Mais c’est encore et toujours la langue qui se donne, dans sa nudité brute sublimée par la composition musicale de Guillaume Bachelé et Maxence Vandevelde. Pour La Douleur, Louis Pencréac’h est enveloppé dans l’obscurité. L’attente du retour de Robert Antelme des camps de concentration et l’enfer de sa résurrection se matérialisent dans sa voix pâle, aux confins du murmure. Le corps statique, comme si lui aussi trompait la mort en la mimant, son visage sort progressivement des limbes sur les grands écrans qui projettent la scène filmée en direct. Ses traits fins, jusqu'au bout, restent prisonniers du flou de l’image. 



Sortir du musée


Parce qu’il ne fait pas de l’autrice une statue, donc, Julien Gosselin respecte sa vision d’un théâtre « lu, pas joué », sans décor, mais s’en détache également pour chahuter les limites du texte. Il emmène alors sa mise en scène du côté du rêve, du cinéma ou de la transe d’un concert. Et rend l’écrivaine dans sa lucidité comme ses aveuglements. Dans les effets d’échos qui s’affirment entre chaque texte, les obsessions durasiennes reviennent en ritournelles. L’alcool, la solitude, les odeurs enivrantes, le mystère de la violence des femmes, l’impossibilité de rencontrer réellement l’autre, le ressac des vagues en hiver, le fantôme des amours passés dont on ne se remet pas, les corps qui s’absentent au contact des autres ou du sommeil, cette mort qui n’arrive jamais qu’une seule fois. Le ridicule de ces vies où, trop vite, il est déjà trop tard.

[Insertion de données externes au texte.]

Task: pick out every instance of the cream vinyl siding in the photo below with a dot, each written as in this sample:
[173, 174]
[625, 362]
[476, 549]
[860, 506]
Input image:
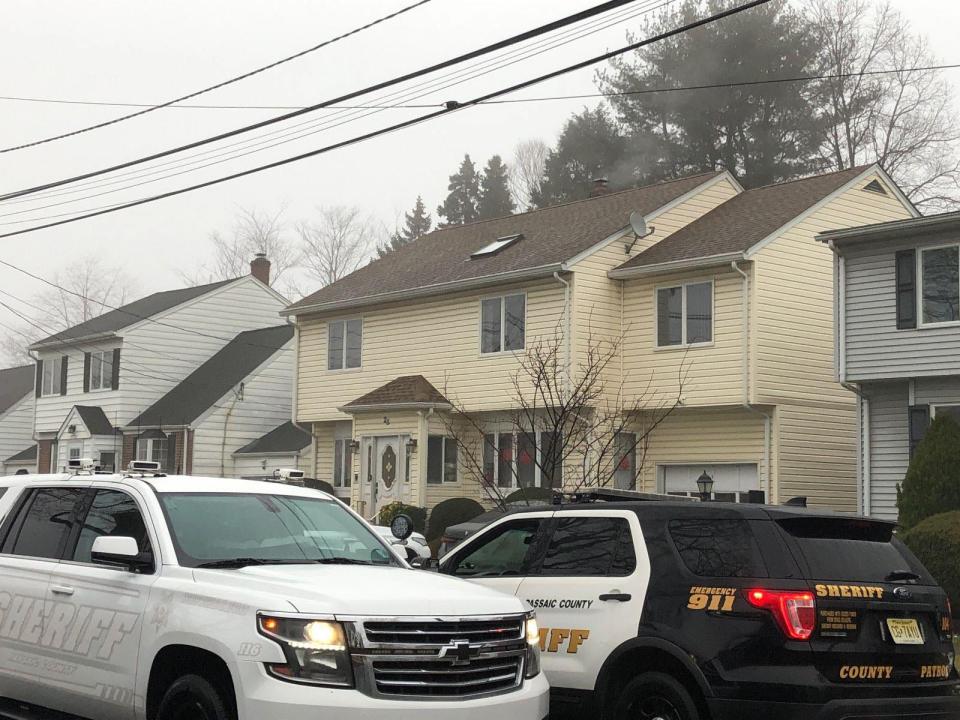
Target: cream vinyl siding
[437, 338]
[713, 373]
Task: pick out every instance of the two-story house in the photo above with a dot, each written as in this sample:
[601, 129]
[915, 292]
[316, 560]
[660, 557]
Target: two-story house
[897, 340]
[17, 449]
[100, 386]
[726, 290]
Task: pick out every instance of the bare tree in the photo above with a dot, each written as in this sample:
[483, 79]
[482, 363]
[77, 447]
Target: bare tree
[526, 170]
[337, 242]
[902, 119]
[570, 426]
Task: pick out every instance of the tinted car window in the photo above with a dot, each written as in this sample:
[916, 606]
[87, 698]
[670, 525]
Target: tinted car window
[712, 547]
[112, 514]
[590, 547]
[504, 552]
[47, 522]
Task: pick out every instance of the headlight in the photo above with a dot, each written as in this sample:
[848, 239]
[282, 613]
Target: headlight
[316, 650]
[532, 665]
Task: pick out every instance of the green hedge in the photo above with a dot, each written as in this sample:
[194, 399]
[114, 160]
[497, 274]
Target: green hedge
[451, 512]
[936, 542]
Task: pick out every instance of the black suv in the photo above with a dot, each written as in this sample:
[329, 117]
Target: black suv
[686, 611]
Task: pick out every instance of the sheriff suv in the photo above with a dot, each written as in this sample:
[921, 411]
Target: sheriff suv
[688, 610]
[188, 598]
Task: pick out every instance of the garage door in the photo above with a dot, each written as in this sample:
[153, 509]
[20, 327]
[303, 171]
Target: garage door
[731, 483]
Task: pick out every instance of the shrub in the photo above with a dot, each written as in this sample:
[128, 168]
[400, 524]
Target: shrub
[417, 514]
[451, 512]
[936, 542]
[932, 484]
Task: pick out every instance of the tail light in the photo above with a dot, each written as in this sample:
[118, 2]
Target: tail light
[795, 612]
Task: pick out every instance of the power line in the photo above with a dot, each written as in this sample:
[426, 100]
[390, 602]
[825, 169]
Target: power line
[452, 107]
[486, 50]
[219, 85]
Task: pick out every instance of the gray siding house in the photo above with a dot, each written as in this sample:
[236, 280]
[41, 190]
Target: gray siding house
[897, 340]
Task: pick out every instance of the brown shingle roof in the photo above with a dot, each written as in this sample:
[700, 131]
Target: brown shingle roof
[406, 390]
[744, 220]
[550, 236]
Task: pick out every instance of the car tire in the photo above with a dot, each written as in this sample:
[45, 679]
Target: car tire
[191, 697]
[655, 696]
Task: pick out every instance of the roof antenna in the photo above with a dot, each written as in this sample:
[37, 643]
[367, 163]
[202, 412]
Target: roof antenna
[638, 224]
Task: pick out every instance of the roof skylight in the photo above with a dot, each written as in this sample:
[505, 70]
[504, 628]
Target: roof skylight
[497, 245]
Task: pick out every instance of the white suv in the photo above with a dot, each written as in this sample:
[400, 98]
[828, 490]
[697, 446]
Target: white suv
[167, 598]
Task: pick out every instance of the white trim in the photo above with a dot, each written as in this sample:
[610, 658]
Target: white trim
[779, 232]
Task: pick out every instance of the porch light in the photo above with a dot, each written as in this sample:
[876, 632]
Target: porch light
[705, 486]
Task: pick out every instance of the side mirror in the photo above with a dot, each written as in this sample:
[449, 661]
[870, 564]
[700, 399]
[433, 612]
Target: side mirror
[119, 551]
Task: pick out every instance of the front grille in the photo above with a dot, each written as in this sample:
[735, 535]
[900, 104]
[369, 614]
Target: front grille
[435, 658]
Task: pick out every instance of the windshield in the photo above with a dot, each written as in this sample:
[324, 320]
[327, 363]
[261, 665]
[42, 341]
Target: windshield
[234, 530]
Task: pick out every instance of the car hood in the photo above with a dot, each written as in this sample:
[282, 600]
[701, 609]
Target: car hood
[346, 590]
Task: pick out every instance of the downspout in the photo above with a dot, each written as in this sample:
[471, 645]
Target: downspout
[745, 352]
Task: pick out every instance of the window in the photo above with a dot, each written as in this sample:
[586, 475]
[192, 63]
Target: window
[52, 383]
[46, 523]
[342, 463]
[112, 514]
[685, 315]
[442, 455]
[154, 450]
[505, 551]
[940, 284]
[537, 462]
[503, 324]
[100, 374]
[717, 548]
[590, 547]
[344, 343]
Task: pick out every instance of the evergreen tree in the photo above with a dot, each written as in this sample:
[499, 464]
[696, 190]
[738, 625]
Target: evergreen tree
[461, 204]
[495, 198]
[590, 145]
[416, 224]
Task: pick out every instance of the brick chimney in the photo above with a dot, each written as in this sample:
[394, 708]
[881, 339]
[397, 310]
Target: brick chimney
[260, 268]
[601, 186]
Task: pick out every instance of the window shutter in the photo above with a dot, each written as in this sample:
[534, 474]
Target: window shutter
[906, 289]
[115, 380]
[919, 420]
[63, 375]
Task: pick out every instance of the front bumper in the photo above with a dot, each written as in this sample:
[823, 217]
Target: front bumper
[261, 697]
[893, 708]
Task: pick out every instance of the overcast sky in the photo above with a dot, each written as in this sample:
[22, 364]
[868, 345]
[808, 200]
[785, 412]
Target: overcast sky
[149, 51]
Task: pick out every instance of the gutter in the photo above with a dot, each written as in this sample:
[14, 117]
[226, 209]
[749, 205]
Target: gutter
[543, 271]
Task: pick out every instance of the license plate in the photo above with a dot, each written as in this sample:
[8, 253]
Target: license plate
[904, 631]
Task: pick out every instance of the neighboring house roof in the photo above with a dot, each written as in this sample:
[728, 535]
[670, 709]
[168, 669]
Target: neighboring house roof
[131, 313]
[202, 388]
[550, 237]
[23, 456]
[742, 221]
[286, 438]
[406, 390]
[15, 384]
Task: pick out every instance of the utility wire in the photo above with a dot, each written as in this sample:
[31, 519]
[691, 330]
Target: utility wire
[451, 107]
[486, 50]
[257, 71]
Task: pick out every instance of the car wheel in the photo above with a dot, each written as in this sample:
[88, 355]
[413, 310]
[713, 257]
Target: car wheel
[192, 698]
[655, 696]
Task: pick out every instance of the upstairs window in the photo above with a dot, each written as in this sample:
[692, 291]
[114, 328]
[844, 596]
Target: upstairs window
[940, 284]
[685, 315]
[503, 324]
[344, 342]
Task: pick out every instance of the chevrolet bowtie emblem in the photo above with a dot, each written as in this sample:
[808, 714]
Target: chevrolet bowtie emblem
[459, 651]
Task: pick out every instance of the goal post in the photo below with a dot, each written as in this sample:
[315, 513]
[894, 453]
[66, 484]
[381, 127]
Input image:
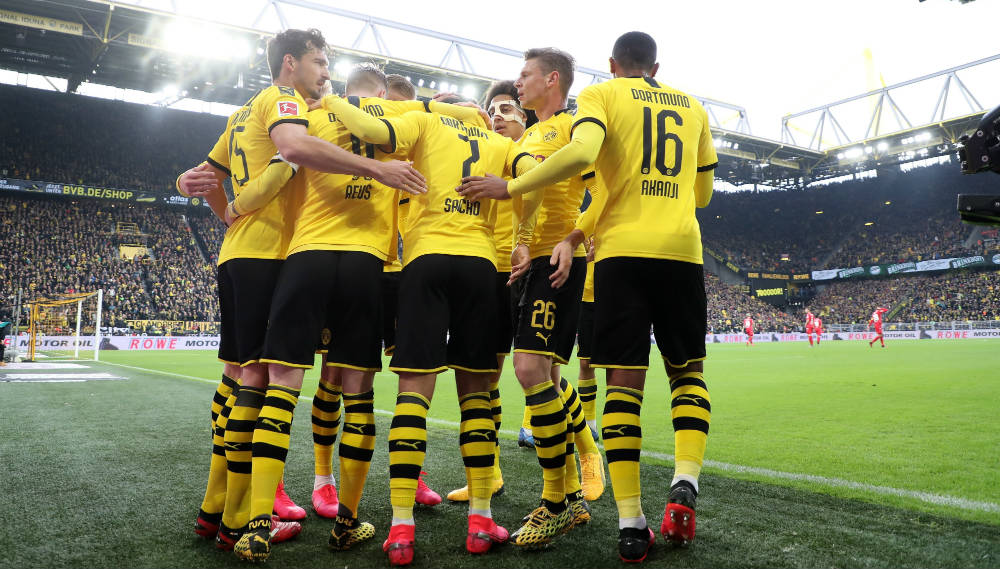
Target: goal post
[59, 327]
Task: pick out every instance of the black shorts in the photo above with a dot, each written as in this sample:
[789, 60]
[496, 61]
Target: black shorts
[447, 315]
[327, 295]
[246, 287]
[390, 309]
[632, 293]
[585, 331]
[506, 312]
[547, 317]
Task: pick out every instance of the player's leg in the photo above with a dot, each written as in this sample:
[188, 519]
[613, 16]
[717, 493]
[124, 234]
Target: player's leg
[587, 380]
[472, 351]
[253, 283]
[326, 417]
[214, 501]
[420, 354]
[534, 350]
[622, 321]
[294, 323]
[505, 338]
[680, 311]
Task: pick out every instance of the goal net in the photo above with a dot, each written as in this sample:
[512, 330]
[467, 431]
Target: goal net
[67, 327]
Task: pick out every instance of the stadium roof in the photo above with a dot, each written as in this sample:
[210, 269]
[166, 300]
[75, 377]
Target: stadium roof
[150, 49]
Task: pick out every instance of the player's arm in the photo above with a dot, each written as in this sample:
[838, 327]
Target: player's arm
[707, 162]
[361, 124]
[260, 190]
[297, 146]
[580, 152]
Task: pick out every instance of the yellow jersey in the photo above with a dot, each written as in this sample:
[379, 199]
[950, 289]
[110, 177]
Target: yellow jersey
[657, 139]
[560, 205]
[243, 151]
[341, 212]
[503, 234]
[445, 150]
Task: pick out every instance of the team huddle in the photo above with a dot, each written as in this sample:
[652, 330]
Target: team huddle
[449, 236]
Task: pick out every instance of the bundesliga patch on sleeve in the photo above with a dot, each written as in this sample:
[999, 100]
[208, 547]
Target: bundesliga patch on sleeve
[288, 108]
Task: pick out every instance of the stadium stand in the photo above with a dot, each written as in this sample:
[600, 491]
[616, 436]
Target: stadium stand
[63, 245]
[919, 222]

Plutôt que d’effacer les aspérités, Musée Duras met d’emblée les pieds dedans. Première forme, L’homme assis dans le couloir s’écoute allongé sur scène et les yeux fermés, dans une position d’abandon trompeuse. Quand la scène se déploie, portée par Founémoussou Sissoko, et que le mot « porn » est projeté en immense, c’est « viol » que l’on pense. Deuxième forme, L’Amant. Aux confins de la danse, Alice Da Luz Gomes nous emmène dans la moiteur d’un désir assouvi pour la première fois entre une enfant de quinze ans et un homme élégant de trente. Quinze ans, ça crispe. Rien n’est commenté, rien n’est jugé. Pourquoi dire quoi que soit ? La distance parcourue se suffit à elle-même et rend possible une dramaturgie qui progresse, à partir de là, comme une réconciliation.



Comme l’écrivait récemment la chercheuse Laure Murat : « toutes les époques sont dégueulasses ». Et c’est bien, en creux, tout le XXe siècle qui se donne à lire en parcourant cette œuvre, n’en déplaise à ceux qui affirment doctement que Duras « n’est pas politique ». Un siècle de bruit et de fureur qui s'ouvre sur des formes d’anéantissement  inconnues jusqu’alors : les violences coloniales, le déni de la déportation juive comme prix de la paix imposée par De Gaulle, les femmes tondues, la prison du mariage et, indistinctement, les ambiguïtés de la seconde vague du féminisme qui ne pense l’émancipation qu’à la première personne et en singeant les hommes dans ce qu’ils ont de pire. La mise en scène de Julien Gosselin redouble cette lecture et insiste : furieusement moderne, électrisante, éprise de nouveauté et de vitesse, addictive – comme ce siècle dont on peine tant à sortir. On referme difficilement les portes de ce musée, avec un goût d’encore et le désir de le prolonger en construisant, au hasard, une bibliothèque. Là est le secret des adaptations réussies : celles-ci n’annulent pas l’œuvre, mais appellent au contraire à s’y plonger. C’est quelqu’un qui n’avait jamais réussi à lire Duras qui vous le dit. 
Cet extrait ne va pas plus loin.